After all this is said and done, the insurance most affected by the catastrophic aspects of hurricanes boils down to your Property coverage. Specifically, this coverage should insure your physical facilities, contents and equipment. The latter may or may not be covered under this policy depending on the quantity and valuation of your equipment. But suffice it to say, coverage for equipment is not automatic. Sometimes property insurance must have an equipment floater (amendment) adding either a total insured value or based on a detailed list on file with the insurance carrier. In other cases, a separate equipment policy is necessary. Which do/should you have? Next in the line of terms and conditions involves the cause of a loss. Here insurance companies typically refer to coverage as either a
Named Peril or All Risk. Named peril refers to specific named cause of a loss (i.e. fire, wind, etc.), whereas All Risk covers all perils/events. In this case, both are subject to exclusions that even in the perceived All Risk form takes away specific events, usually flood as a start. Co-insurance is another condition to be wary of since it requires the business to value their property to at least that percentage (usually 80%) of value.

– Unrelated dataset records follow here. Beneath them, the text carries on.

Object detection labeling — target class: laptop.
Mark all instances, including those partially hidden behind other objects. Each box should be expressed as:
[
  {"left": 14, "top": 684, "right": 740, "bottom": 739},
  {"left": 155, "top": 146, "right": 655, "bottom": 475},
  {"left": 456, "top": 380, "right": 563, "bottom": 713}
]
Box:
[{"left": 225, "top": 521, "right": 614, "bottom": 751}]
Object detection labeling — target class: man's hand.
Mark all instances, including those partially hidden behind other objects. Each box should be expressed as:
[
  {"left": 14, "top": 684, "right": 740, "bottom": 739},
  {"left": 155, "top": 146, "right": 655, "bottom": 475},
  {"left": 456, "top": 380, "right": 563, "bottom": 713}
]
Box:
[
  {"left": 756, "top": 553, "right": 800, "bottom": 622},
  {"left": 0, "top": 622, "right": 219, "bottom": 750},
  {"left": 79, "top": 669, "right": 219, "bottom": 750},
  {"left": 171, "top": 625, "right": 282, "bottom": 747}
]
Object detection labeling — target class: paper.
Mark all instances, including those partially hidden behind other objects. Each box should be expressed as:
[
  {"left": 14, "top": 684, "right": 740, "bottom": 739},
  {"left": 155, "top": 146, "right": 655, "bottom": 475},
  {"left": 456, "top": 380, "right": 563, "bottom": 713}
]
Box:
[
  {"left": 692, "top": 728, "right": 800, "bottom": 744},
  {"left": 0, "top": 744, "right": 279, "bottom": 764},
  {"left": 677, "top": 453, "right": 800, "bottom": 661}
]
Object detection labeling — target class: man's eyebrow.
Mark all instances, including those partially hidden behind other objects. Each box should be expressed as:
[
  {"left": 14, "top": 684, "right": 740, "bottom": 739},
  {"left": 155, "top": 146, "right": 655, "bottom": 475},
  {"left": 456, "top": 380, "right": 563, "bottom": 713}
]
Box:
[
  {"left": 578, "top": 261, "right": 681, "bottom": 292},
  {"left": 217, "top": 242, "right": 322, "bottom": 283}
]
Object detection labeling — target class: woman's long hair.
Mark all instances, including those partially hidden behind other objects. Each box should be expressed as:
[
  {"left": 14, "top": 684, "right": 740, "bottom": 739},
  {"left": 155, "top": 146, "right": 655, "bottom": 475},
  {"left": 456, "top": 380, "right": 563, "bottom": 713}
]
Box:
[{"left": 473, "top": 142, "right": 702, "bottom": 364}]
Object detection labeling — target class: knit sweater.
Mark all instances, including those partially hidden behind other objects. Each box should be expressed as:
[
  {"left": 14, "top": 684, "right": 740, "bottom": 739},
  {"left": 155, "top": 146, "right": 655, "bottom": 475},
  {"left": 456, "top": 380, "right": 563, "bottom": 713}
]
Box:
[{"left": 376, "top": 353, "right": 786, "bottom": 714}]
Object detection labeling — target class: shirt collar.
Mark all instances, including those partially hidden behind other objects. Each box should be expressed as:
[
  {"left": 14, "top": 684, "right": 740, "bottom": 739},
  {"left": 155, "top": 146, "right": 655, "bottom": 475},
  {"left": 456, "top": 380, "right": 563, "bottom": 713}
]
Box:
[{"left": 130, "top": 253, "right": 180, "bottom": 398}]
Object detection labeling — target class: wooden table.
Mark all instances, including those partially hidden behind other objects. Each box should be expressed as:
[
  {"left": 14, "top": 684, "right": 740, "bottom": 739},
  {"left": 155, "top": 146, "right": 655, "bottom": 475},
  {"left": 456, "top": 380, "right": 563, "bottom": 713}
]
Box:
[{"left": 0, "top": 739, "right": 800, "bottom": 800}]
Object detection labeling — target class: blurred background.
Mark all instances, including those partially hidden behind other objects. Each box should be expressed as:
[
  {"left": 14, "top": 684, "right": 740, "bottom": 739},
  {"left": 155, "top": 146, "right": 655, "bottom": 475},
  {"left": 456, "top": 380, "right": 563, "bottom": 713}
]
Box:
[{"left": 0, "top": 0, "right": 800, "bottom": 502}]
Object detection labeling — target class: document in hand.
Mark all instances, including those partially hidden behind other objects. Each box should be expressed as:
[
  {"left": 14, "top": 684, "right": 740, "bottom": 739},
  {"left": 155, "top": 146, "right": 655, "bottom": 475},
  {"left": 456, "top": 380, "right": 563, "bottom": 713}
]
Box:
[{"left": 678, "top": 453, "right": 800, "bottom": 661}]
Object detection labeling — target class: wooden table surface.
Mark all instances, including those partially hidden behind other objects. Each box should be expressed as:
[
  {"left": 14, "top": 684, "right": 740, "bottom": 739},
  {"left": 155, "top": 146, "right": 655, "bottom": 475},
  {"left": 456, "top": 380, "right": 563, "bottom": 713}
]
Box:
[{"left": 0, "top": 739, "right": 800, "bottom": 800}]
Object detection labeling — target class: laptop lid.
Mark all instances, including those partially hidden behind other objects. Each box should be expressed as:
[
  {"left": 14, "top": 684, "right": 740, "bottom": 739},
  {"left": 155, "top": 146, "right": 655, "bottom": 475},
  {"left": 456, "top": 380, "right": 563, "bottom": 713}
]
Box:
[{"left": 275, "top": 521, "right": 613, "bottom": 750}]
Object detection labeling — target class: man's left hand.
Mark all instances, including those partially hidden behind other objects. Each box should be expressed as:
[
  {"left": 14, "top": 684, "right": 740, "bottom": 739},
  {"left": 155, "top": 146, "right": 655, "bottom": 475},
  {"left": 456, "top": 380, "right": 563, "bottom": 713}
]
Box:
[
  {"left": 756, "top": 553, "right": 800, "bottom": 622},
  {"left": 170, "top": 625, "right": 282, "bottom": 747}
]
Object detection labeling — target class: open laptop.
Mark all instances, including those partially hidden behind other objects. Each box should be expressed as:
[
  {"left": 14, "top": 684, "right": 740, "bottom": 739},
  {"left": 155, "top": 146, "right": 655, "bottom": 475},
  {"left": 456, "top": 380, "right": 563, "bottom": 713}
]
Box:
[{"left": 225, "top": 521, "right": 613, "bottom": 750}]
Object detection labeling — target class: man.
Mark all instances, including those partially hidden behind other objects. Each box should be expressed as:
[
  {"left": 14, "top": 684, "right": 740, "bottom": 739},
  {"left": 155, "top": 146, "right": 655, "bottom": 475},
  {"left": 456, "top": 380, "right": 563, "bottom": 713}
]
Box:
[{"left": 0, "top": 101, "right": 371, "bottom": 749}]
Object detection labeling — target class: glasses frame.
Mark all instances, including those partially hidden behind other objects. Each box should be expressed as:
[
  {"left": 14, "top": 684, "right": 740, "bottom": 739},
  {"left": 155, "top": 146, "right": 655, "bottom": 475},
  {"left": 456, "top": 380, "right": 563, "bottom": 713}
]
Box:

This term forces accurate valuation to assure proper pricing. If however, the business valuation is less that the stated percentage, then loss payments are reduced proportionately. Finally, the payment of a loss is based on the stated method: replacement cost, ACV (actual cash value), FMV (fair market value), or a combination of these.
Hurricane season: Is your insurance ready? There are two ways to find out: using an independent source to assess your insurance program, or wait until after a loss. The choice is yours.